Articles | Volume 9, issue 2
Research article
03 Mar 2016
Research article |  | 03 Mar 2016

Modeling the Zeeman effect in high-altitude SSMIS channels for numerical weather prediction profiles: comparing a fast model and a line-by-line model

Richard Larsson, Mathias Milz, Peter Rayer, Roger Saunders, William Bell, Anna Booton, Stefan A. Buehler, Patrick Eriksson, and Viju O. John

Abstract. We present a comparison of a reference and a fast radiative transfer model using numerical weather prediction profiles for the Zeeman-affected high-altitude Special Sensor Microwave Imager/Sounder channels 19–22. We find that the models agree well for channels 21 and 22 compared to the channels' system noise temperatures (1.9 and 1.3 K, respectively) and the expected profile errors at the affected altitudes (estimated to be around 5 K). For channel 22 there is a 0.5 K average difference between the models, with a standard deviation of 0.24 K for the full set of atmospheric profiles.
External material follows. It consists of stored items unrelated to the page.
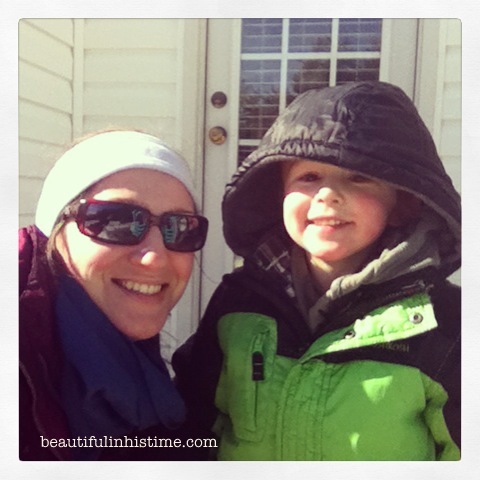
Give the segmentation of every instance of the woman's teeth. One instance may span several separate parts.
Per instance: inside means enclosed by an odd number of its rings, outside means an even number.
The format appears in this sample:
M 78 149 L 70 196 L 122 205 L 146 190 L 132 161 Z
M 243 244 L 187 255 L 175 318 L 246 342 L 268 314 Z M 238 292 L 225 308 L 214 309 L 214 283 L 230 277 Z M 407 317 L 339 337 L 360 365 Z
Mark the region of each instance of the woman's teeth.
M 149 285 L 146 283 L 137 283 L 131 280 L 121 281 L 120 285 L 132 292 L 141 293 L 143 295 L 155 295 L 163 288 L 162 285 Z

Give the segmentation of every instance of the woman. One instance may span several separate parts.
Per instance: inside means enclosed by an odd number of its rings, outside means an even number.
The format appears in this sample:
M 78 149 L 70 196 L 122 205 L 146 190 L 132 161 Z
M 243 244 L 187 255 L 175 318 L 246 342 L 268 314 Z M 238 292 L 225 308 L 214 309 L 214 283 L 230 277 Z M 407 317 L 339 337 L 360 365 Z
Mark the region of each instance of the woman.
M 22 460 L 170 458 L 134 447 L 184 420 L 158 336 L 206 239 L 196 212 L 154 136 L 102 132 L 58 160 L 19 232 Z

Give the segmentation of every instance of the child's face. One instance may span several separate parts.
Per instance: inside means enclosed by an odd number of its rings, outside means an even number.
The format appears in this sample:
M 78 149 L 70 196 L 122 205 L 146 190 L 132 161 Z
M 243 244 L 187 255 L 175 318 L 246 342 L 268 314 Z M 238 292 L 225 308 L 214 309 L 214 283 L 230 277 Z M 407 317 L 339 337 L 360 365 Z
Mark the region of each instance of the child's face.
M 397 192 L 388 184 L 326 163 L 283 166 L 283 219 L 312 263 L 356 271 L 389 224 Z

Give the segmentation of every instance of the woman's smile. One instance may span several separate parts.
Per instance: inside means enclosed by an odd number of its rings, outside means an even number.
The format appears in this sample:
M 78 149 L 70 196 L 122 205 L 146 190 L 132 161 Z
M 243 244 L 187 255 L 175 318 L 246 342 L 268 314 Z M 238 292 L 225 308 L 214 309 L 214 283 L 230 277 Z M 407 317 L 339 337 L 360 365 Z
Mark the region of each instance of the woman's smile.
M 164 288 L 167 288 L 167 284 L 165 283 L 140 283 L 135 282 L 133 280 L 113 280 L 114 283 L 119 285 L 120 287 L 128 290 L 129 292 L 140 293 L 142 295 L 156 295 L 160 293 Z

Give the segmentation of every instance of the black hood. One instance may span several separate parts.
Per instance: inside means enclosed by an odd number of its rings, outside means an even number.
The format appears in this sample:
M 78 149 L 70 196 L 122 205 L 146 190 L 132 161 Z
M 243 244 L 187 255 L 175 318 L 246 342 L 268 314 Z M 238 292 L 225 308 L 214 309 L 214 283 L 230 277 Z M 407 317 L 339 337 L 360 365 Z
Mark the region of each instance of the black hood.
M 460 197 L 411 100 L 383 82 L 309 90 L 277 118 L 225 190 L 224 235 L 237 255 L 251 254 L 282 223 L 278 162 L 299 158 L 379 178 L 419 197 L 450 229 L 448 270 L 458 268 Z

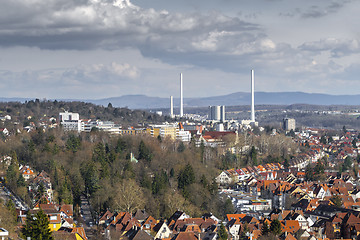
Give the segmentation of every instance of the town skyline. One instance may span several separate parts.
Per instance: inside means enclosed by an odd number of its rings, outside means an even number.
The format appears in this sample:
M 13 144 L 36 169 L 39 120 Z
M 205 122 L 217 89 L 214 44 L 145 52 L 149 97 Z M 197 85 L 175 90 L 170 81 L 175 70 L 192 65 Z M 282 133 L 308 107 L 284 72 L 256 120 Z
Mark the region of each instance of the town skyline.
M 3 97 L 357 94 L 356 1 L 8 1 Z M 14 16 L 13 12 L 17 12 Z M 95 96 L 95 97 L 94 97 Z

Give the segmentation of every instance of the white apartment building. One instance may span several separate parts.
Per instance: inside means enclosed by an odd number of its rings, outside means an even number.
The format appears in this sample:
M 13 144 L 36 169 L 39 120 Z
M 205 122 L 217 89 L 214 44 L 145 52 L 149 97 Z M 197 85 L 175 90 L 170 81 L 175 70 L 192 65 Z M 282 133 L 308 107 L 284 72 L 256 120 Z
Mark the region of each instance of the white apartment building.
M 84 123 L 80 120 L 78 113 L 59 113 L 59 122 L 66 131 L 81 132 L 84 130 Z
M 191 133 L 190 131 L 185 131 L 184 129 L 179 129 L 176 131 L 176 139 L 183 142 L 191 141 Z

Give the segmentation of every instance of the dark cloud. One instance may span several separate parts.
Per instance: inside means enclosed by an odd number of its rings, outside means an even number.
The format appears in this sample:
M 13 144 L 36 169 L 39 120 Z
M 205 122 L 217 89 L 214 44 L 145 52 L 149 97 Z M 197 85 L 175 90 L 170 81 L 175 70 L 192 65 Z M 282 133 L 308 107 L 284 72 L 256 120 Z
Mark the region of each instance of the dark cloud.
M 297 7 L 288 12 L 281 12 L 279 15 L 284 17 L 301 17 L 301 18 L 321 18 L 328 16 L 330 14 L 337 13 L 341 10 L 346 4 L 350 3 L 351 0 L 341 0 L 341 1 L 323 1 L 318 2 L 318 5 Z
M 331 56 L 336 58 L 360 52 L 359 41 L 356 39 L 327 38 L 320 41 L 304 43 L 299 48 L 314 53 L 329 51 Z
M 187 41 L 181 40 L 188 36 L 199 38 L 213 29 L 246 32 L 258 28 L 219 13 L 171 14 L 129 4 L 125 0 L 5 0 L 0 10 L 4 20 L 0 21 L 0 45 L 50 49 L 121 48 L 146 45 L 149 41 L 163 44 L 163 38 L 171 38 L 174 49 L 184 49 L 189 46 L 186 46 Z M 19 16 L 14 16 L 14 12 Z
M 30 2 L 36 2 L 36 7 Z M 259 25 L 218 12 L 169 13 L 142 9 L 127 0 L 51 0 L 46 4 L 5 0 L 5 6 L 4 18 L 16 8 L 22 20 L 0 24 L 3 47 L 84 51 L 132 47 L 171 63 L 219 68 L 225 65 L 218 65 L 223 59 L 246 63 L 244 58 L 276 49 Z

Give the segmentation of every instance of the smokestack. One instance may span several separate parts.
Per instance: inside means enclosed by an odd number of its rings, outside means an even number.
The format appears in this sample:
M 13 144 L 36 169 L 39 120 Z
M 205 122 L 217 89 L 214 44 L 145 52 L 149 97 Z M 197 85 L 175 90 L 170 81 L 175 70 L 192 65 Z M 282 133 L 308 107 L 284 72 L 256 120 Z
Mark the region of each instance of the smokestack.
M 180 117 L 184 115 L 184 103 L 183 103 L 183 78 L 180 73 Z
M 170 96 L 170 117 L 174 117 L 174 98 Z
M 251 70 L 251 122 L 255 122 L 255 79 L 254 70 Z

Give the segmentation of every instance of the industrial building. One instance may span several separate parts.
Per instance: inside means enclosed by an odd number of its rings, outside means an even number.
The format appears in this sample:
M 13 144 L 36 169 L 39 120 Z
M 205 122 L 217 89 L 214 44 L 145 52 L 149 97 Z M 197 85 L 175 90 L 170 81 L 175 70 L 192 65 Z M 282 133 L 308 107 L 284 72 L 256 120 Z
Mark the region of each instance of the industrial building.
M 209 120 L 225 122 L 225 106 L 210 106 Z

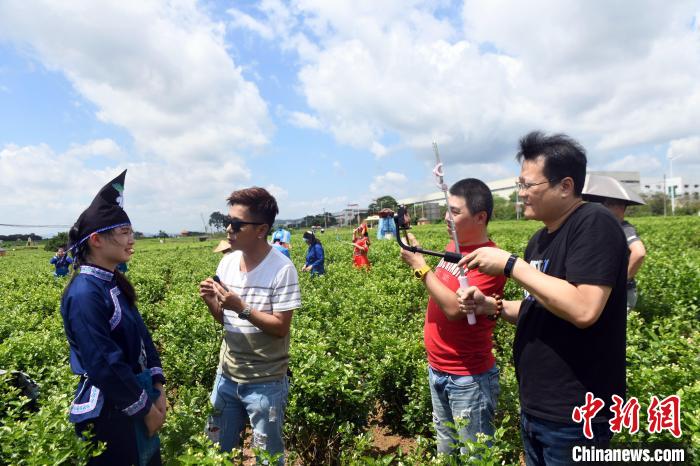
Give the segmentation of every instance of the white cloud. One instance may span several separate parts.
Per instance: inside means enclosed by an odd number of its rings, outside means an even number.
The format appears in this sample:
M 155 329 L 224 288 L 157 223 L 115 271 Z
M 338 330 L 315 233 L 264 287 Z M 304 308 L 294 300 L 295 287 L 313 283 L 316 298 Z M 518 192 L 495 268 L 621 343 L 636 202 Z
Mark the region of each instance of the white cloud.
M 275 184 L 270 184 L 270 185 L 265 186 L 265 189 L 267 189 L 268 192 L 275 197 L 278 205 L 279 205 L 280 201 L 284 201 L 284 200 L 287 200 L 289 198 L 289 191 L 287 191 L 286 189 L 284 189 L 281 186 L 277 186 Z
M 9 223 L 27 223 L 23 221 L 26 218 L 72 223 L 80 206 L 85 208 L 90 202 L 84 202 L 85 192 L 94 190 L 93 196 L 97 194 L 99 186 L 91 188 L 94 180 L 109 181 L 107 170 L 84 170 L 78 158 L 57 155 L 45 144 L 3 147 L 0 173 L 0 207 L 3 217 L 11 220 Z M 44 215 L 32 216 L 33 211 Z
M 653 155 L 626 155 L 619 160 L 605 165 L 606 170 L 639 171 L 641 174 L 656 174 L 663 167 L 659 159 Z
M 372 147 L 370 148 L 370 151 L 371 151 L 371 152 L 374 154 L 374 156 L 377 157 L 377 158 L 382 158 L 382 157 L 386 156 L 386 155 L 389 153 L 389 151 L 387 150 L 387 148 L 386 148 L 383 144 L 378 143 L 377 141 L 374 141 L 374 142 L 372 143 Z
M 693 0 L 465 0 L 461 17 L 444 8 L 297 0 L 258 10 L 298 53 L 300 90 L 323 127 L 375 154 L 398 140 L 427 159 L 437 140 L 446 163 L 510 164 L 537 128 L 598 151 L 697 133 Z
M 304 112 L 290 112 L 289 122 L 297 128 L 321 129 L 321 121 Z
M 698 12 L 692 0 L 468 0 L 463 20 L 467 38 L 522 64 L 518 88 L 545 129 L 608 150 L 697 131 Z
M 513 164 L 499 163 L 474 163 L 474 164 L 456 164 L 450 167 L 451 171 L 445 175 L 450 175 L 452 183 L 464 178 L 477 178 L 482 181 L 493 181 L 504 178 L 513 178 L 517 176 L 518 168 Z M 447 180 L 445 180 L 447 181 Z
M 223 209 L 226 196 L 251 178 L 235 157 L 224 163 L 115 161 L 113 166 L 90 168 L 84 148 L 94 145 L 72 145 L 64 153 L 45 144 L 0 149 L 4 223 L 71 225 L 99 189 L 127 168 L 124 207 L 135 229 L 150 233 L 197 230 L 201 229 L 200 214 L 207 217 Z M 112 149 L 121 152 L 118 146 Z
M 266 103 L 194 0 L 10 0 L 0 39 L 64 74 L 142 153 L 223 161 L 269 141 Z
M 274 37 L 274 32 L 272 31 L 272 28 L 269 26 L 266 26 L 265 24 L 261 23 L 257 19 L 253 18 L 252 16 L 243 13 L 240 10 L 237 10 L 235 8 L 231 8 L 229 10 L 226 10 L 226 13 L 231 15 L 231 22 L 233 27 L 237 28 L 243 28 L 243 29 L 248 29 L 250 31 L 253 31 L 257 34 L 259 34 L 261 37 L 264 39 L 272 39 Z
M 700 136 L 671 141 L 666 157 L 677 163 L 700 162 Z
M 109 159 L 118 160 L 125 153 L 119 145 L 111 139 L 96 139 L 87 144 L 72 144 L 64 156 L 84 159 L 101 155 Z
M 369 192 L 374 196 L 401 197 L 406 192 L 408 178 L 403 173 L 388 171 L 375 176 L 369 185 Z

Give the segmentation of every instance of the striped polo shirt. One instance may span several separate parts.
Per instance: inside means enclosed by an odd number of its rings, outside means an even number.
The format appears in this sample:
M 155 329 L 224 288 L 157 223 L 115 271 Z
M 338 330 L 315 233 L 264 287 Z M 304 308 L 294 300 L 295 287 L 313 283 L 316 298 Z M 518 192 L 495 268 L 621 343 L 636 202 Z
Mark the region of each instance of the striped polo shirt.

Concerning the same channel, there is 1.2 K on average between the fast model and the sensor measurement, with 1.4 K standard deviation. For channel 21 there is a 0.9 K average difference between the models, with a standard deviation of 0.56 K. Regarding the same channel, there is 1.3 K on average between the fast model and the sensor measurement, with 2.4 K standard deviation. We consider the relatively small model differences as a validation of the fast Zeeman effect scheme for these channels. Both channels 19 and 20 have smaller average differences between the models (at below 0.2 K) and smaller standard deviations (at below 0.4 K) when both models use a two-dimensional magnetic field profile. However, when the reference model is switched to using a full three-dimensional magnetic field profile, the standard deviation to the fast model is increased to almost 2 K due to viewing geometry dependencies, causing up to ±7 K differences near the equator. The average differences between the two models remain small despite changing magnetic field configurations. We are unable to compare channels 19 and 20 to sensor measurements due to limited altitude range of the numerical weather prediction profiles. We recommended that numerical weather prediction software using the fast model takes the available fast Zeeman scheme into account for data assimilation of the affected sensor channels to better constrain the upper atmospheric temperatures.

Short summary
By modeling the Special Sensor Microwave Imager/Sounder's mesospheric measurements, inversions methods can be applied to retreive mesospheric temperatures. We compare the fast forward model used by Met Office with reference simulations and find that there is a reasonable agreement between both models and measurements. Thus we recommend that the fast model is used in data assimilation to improve mesospheric temperature retrievals.